One of the primary objectives of statistical machine learning is to model data distributions, a task that has supported recent advancements in generative artificial intelligence. The goal is to estimate a model that approximates an unknown distribution on the basis of multiple samples drawn from it. For example, when the data consists of images, the estimated model can be used to generate synthetic images that follow the same distribution. Diffusion models [28, 11, 29, 14] have emerged as powerful tools for estimating probability distributions and generating new data samples.

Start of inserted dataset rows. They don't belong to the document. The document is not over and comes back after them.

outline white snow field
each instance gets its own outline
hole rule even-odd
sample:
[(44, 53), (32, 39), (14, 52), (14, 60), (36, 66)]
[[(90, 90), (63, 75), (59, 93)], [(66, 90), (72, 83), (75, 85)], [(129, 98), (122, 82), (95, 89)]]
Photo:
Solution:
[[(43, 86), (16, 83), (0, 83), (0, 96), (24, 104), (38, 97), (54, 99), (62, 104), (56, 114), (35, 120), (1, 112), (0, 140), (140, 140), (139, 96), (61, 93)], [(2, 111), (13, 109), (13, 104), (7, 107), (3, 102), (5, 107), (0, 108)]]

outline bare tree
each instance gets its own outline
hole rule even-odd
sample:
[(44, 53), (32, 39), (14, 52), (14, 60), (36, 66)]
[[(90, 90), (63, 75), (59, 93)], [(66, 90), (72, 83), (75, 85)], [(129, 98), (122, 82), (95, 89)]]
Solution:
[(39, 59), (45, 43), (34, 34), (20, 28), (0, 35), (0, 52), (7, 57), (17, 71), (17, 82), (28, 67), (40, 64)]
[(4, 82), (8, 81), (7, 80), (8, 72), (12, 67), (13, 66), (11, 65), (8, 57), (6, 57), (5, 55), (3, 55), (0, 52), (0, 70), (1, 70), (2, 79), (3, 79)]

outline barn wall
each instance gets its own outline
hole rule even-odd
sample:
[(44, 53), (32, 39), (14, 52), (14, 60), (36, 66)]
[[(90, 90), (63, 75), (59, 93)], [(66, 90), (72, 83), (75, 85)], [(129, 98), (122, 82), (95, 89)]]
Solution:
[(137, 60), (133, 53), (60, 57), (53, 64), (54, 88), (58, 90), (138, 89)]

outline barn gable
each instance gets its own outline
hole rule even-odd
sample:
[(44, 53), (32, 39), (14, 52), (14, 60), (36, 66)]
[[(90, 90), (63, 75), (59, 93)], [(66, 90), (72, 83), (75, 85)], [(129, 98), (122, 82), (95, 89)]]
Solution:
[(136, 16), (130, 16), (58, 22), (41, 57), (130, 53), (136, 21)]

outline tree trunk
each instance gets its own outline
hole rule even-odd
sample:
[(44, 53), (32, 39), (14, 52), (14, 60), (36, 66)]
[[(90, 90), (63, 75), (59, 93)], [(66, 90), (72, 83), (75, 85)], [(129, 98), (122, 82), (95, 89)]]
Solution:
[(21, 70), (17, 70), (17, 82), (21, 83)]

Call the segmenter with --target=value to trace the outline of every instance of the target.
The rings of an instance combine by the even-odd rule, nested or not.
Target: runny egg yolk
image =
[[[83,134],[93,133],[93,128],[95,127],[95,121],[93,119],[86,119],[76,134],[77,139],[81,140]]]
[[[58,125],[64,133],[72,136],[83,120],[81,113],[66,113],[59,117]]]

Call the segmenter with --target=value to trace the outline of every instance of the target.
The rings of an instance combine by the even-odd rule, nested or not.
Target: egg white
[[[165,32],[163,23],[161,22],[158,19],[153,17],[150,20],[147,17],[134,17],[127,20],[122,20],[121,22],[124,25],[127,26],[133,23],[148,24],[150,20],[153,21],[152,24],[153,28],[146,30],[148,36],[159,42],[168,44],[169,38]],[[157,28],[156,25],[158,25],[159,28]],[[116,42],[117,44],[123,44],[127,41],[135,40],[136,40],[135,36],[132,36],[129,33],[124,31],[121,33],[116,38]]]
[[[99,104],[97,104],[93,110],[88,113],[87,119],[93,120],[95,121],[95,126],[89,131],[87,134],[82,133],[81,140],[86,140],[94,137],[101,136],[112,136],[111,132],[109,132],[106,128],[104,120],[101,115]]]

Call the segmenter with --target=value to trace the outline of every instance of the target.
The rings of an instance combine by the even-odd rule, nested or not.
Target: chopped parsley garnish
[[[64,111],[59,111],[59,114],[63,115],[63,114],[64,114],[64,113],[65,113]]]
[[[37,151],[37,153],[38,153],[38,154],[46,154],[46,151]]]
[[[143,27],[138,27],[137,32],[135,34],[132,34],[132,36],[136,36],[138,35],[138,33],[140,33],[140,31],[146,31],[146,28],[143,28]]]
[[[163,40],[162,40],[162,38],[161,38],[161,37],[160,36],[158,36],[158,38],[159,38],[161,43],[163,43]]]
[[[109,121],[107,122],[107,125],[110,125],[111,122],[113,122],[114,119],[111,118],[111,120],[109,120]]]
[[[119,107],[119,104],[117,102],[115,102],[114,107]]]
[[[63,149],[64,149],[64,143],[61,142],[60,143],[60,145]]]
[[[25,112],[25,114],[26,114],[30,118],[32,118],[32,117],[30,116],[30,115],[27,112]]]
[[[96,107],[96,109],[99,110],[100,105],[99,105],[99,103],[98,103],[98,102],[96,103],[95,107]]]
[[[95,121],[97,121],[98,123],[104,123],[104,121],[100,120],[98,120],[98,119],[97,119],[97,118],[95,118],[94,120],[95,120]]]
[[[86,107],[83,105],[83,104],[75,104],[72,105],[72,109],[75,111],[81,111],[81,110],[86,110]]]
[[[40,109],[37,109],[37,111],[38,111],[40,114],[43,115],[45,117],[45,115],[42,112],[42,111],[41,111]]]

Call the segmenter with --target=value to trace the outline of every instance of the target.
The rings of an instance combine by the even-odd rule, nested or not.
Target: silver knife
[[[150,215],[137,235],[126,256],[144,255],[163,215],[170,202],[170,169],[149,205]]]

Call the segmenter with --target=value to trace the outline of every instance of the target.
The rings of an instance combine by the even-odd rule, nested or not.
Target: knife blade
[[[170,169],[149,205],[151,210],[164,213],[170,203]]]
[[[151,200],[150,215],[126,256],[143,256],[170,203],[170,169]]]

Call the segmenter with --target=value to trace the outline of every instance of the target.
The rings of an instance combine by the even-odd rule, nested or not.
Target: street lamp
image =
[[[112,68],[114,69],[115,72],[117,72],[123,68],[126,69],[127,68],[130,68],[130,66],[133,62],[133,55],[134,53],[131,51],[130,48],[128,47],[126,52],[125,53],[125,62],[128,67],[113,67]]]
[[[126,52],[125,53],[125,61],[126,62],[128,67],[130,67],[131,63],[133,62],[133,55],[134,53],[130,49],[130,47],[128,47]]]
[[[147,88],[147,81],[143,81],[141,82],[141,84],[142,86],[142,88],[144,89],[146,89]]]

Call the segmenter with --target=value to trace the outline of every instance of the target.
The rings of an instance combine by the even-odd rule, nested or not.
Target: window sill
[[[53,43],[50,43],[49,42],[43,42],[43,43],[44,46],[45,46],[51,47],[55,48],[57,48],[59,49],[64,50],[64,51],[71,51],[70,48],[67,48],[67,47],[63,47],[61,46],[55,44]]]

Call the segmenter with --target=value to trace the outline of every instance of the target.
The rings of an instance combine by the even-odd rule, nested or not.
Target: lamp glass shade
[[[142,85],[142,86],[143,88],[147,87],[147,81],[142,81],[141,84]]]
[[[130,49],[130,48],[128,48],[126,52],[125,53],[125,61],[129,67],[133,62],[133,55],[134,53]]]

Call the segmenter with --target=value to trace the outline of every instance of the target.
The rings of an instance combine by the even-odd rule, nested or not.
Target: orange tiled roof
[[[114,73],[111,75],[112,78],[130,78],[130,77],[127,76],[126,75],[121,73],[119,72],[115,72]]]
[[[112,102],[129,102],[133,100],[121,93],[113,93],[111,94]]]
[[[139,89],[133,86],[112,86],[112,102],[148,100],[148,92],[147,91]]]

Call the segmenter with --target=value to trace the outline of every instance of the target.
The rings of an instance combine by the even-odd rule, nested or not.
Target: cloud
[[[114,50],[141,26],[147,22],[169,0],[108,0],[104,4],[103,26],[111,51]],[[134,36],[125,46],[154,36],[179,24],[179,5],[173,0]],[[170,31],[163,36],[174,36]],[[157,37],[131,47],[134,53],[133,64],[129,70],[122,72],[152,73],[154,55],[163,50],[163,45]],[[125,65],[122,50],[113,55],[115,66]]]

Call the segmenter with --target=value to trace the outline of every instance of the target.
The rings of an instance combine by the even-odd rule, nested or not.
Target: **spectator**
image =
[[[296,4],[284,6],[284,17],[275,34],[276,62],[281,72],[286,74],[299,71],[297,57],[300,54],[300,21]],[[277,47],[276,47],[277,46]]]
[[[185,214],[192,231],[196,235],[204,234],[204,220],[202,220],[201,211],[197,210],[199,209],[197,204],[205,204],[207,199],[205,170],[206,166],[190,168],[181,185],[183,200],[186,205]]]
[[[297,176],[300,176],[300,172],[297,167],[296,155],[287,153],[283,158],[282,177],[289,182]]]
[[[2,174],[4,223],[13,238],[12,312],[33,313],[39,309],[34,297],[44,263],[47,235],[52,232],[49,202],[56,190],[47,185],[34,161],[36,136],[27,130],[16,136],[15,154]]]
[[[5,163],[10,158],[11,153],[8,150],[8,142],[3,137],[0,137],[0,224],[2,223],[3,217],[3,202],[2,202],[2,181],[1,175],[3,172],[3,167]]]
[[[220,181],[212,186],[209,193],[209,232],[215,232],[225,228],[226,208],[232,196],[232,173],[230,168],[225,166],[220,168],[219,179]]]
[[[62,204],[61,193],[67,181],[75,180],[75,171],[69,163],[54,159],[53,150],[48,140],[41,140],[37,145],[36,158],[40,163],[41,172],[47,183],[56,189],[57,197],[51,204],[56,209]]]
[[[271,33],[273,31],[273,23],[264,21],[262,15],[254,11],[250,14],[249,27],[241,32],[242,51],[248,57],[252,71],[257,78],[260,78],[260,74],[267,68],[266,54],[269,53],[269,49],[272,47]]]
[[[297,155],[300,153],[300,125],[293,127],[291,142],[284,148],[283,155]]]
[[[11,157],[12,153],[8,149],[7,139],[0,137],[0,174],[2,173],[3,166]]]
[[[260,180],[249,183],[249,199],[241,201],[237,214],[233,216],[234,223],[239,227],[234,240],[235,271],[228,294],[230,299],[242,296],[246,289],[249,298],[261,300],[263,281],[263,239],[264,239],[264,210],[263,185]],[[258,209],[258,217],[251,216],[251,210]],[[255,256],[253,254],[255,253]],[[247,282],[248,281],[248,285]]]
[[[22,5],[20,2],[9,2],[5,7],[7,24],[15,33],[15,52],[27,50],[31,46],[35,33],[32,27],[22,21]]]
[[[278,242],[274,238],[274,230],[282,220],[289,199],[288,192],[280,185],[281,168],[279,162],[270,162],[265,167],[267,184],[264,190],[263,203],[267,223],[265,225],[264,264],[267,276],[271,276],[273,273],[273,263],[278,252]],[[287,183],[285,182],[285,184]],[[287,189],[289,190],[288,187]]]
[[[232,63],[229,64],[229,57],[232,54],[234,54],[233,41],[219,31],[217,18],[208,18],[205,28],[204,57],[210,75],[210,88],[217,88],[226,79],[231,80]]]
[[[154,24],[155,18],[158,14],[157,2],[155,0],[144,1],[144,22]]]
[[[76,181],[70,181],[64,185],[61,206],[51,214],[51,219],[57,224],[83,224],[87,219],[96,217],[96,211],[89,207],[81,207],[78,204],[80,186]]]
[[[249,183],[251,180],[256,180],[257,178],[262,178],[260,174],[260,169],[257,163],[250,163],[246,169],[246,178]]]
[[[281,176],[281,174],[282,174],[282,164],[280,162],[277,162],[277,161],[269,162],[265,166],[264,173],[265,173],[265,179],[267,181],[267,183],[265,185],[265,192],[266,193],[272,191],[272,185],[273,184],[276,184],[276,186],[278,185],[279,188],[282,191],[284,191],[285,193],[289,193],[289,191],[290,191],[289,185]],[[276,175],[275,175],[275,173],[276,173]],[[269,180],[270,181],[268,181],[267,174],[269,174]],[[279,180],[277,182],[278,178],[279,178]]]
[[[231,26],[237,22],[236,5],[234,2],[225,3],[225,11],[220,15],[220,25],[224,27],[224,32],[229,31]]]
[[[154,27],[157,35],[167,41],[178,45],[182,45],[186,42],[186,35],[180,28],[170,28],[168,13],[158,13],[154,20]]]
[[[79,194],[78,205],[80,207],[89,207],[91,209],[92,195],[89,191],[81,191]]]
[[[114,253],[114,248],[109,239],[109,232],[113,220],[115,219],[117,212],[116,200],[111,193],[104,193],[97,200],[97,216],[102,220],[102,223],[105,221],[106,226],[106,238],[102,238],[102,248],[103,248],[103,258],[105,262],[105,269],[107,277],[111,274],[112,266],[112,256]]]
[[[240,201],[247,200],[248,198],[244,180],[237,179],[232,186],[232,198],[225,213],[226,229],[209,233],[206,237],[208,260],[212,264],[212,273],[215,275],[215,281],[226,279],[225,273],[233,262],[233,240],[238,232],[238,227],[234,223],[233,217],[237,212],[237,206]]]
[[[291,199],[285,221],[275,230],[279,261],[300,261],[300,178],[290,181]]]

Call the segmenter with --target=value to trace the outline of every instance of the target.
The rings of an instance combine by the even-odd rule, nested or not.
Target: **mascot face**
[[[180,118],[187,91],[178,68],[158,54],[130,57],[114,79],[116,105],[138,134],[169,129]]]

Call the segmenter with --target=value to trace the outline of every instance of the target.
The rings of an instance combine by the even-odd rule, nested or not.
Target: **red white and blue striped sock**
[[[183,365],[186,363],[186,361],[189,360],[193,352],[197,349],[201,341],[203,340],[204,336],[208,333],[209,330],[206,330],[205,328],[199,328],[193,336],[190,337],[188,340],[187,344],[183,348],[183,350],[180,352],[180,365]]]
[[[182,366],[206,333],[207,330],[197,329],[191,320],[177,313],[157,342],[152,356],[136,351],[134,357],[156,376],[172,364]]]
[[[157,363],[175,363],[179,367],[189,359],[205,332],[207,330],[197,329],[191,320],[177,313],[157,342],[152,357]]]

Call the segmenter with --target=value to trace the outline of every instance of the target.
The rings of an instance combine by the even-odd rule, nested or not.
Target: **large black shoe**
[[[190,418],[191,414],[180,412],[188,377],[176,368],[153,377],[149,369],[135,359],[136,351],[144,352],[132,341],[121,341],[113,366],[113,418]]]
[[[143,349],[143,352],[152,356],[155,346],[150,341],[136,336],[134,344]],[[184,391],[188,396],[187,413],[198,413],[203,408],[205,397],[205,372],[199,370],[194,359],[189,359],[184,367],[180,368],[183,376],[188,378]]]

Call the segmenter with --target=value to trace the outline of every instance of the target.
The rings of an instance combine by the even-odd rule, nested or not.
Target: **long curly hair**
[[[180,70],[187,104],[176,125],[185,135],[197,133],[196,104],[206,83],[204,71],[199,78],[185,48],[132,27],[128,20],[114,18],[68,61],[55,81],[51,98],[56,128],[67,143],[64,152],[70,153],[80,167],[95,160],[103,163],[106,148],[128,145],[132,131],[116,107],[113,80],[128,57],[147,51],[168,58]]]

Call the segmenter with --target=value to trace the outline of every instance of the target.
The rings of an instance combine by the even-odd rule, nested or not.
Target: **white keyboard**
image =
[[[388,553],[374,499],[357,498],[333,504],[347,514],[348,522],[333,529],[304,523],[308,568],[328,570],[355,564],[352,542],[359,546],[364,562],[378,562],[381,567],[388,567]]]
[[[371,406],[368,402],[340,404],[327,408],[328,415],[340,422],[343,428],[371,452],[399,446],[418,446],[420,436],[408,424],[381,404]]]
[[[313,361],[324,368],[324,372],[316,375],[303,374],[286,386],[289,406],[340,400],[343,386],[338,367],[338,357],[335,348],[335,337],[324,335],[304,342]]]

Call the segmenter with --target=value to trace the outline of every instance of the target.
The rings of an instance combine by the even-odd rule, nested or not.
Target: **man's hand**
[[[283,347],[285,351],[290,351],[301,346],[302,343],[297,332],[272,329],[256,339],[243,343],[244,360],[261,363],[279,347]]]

They have been shown to outperform other generative models, such as generative adversarial networks (GANs) [6], particularly in image generation tasks [5]. Due to their flexibility and effectiveness, diffusion models are now employed in a wide range of applications, including drug design [3, 8], audio synthesis [17], and text generation [1, 18]. A well-known challenge faced by diffusion models for image generation is their difficulty in producing images with extremely low or high brightness across the entire image [9, 19, 12]. For example, it has been reported that Stable Diffusion [26], a popular diffusion model for text-conditional image generation, struggles to generate fully black or fully white images when given prompts such as "Solid black image" or "A white background" [19].